Dogs, as much as we love them, are not people.
The Georgia Legislature seemed to recognize this in 2015 when it watered down a bill that would have made it a second degree murder offense to intentionally kill a police dog.
But what happens when killing the dog is an accident?
If you are a police officer, not much.
Since 2013, five Georgia K9 officers have been killed , according to the Officer Down website. Four died inside hot police vehicles.
Tanja's death spurred state Sen. Jeff Mullis (R-Chickamauga) to write the bill that increased penalties for harming a police dog.
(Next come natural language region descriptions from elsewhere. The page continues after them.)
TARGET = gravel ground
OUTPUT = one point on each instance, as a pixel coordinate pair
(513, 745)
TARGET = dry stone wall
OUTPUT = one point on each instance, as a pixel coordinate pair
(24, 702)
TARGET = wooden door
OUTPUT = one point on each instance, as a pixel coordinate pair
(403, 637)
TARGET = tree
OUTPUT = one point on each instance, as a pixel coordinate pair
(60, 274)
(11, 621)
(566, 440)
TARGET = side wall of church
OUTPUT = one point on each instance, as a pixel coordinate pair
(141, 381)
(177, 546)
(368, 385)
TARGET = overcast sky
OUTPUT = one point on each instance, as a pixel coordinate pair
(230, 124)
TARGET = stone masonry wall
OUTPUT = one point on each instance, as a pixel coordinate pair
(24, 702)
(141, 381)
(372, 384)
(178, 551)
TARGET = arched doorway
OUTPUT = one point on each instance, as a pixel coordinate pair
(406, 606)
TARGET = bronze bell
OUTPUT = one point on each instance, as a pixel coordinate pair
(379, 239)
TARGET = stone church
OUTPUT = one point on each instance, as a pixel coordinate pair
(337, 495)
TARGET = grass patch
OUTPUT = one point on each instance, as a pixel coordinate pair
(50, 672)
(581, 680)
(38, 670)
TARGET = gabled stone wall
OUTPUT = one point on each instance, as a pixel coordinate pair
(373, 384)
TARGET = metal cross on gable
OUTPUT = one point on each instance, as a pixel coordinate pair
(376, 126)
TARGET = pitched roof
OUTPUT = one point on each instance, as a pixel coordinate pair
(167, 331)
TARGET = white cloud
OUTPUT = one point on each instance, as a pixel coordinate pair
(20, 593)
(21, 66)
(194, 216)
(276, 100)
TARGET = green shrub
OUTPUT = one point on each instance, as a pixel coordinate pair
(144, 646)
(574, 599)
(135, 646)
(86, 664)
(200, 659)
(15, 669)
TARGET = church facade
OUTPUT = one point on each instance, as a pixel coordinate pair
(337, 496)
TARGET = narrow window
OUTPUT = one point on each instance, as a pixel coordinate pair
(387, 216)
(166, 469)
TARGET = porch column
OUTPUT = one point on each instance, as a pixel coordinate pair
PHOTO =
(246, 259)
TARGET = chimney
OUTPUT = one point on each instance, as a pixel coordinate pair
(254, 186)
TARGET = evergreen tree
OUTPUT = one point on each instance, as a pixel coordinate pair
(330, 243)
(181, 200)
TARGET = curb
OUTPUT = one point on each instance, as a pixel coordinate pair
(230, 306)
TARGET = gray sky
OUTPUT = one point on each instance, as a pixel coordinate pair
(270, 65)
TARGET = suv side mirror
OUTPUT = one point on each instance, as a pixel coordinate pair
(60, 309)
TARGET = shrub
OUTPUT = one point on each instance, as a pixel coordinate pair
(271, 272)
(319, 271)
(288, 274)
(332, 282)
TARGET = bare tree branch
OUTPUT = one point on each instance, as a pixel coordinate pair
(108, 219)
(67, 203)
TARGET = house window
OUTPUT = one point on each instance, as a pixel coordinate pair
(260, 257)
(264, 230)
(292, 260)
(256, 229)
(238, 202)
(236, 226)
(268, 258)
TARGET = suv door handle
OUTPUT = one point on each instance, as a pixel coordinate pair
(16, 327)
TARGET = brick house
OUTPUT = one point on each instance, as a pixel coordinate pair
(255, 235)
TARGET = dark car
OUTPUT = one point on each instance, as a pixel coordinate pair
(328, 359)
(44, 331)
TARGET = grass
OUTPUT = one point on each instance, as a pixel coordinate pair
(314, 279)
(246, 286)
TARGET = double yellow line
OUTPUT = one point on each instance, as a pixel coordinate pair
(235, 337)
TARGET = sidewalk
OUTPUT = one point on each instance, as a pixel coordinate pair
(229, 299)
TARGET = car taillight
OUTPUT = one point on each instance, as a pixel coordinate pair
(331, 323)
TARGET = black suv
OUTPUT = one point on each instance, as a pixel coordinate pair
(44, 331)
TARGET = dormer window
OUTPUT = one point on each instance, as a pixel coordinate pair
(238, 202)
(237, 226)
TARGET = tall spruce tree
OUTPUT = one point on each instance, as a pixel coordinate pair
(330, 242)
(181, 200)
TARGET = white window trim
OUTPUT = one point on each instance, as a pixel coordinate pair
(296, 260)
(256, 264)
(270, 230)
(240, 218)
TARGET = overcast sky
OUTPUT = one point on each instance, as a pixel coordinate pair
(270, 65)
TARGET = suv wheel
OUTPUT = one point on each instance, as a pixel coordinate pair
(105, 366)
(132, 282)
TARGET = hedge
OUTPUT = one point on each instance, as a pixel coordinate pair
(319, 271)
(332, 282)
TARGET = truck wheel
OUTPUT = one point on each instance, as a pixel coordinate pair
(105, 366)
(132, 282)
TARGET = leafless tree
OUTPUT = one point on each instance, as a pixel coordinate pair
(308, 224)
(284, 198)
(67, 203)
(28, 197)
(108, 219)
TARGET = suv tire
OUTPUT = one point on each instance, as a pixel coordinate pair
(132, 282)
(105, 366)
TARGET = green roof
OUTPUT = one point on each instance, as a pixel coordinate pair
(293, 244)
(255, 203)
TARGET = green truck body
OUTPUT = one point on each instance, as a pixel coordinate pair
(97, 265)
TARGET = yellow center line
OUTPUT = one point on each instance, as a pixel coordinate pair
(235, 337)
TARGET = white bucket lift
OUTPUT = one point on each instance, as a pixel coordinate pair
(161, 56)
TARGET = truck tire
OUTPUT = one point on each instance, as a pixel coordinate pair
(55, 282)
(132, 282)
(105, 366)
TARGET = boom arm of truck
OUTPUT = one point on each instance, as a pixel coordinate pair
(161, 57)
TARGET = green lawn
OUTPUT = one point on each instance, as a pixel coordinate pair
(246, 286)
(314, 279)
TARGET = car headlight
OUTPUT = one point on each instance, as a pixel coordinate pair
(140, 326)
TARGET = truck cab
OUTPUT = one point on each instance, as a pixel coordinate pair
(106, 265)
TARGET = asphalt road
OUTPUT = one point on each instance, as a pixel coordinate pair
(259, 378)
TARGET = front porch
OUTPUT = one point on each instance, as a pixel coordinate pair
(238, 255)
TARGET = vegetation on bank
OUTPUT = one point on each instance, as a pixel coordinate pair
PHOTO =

Current Georgia law makes it a felony punishable by up to five years in prison to intentionally kill a K9 officer. The law also requires the person who harmed the dog to pay restitution for veterinary care and/or the cost of replacing the animal.
How much does it cost to replace a K9 officer? About $25,000 it seems from my online research.
In 2015, 27 K9 officers were killed nationwide, according to the Officer Down website . Twelve died from heat exhaustion, four by gunfire.
Since 2013, Georgia leads the nation in K9 officer hot car deaths . Of the 82 K9 death reported on the Officer Down website since 2013, 19 are from heat exhaustion. Four of those deaths are in Georgia, three in Texas, two in Florida and Maryland. Nine other states reported one heat exhaustion death.
Should police officers be charged with a crime for making a mistake?
Soon, the good people of Glynn County will soon be asking the question we've all pondered -- is it possible to forget you've left your child in a car on a hot day?
The murder trial of Justin Ross Harris, who left 22-month-old Cooper Harris in the back seat of his car, begins anew Sept. 12 in Brunswick .
Many parents I've spoken to say they find it hard to believe the boy's death was an accident.
Others say mistakes -- even ones as horrible as a hot car death -- can happen. At least four former Georgia K9 police officers probably agree.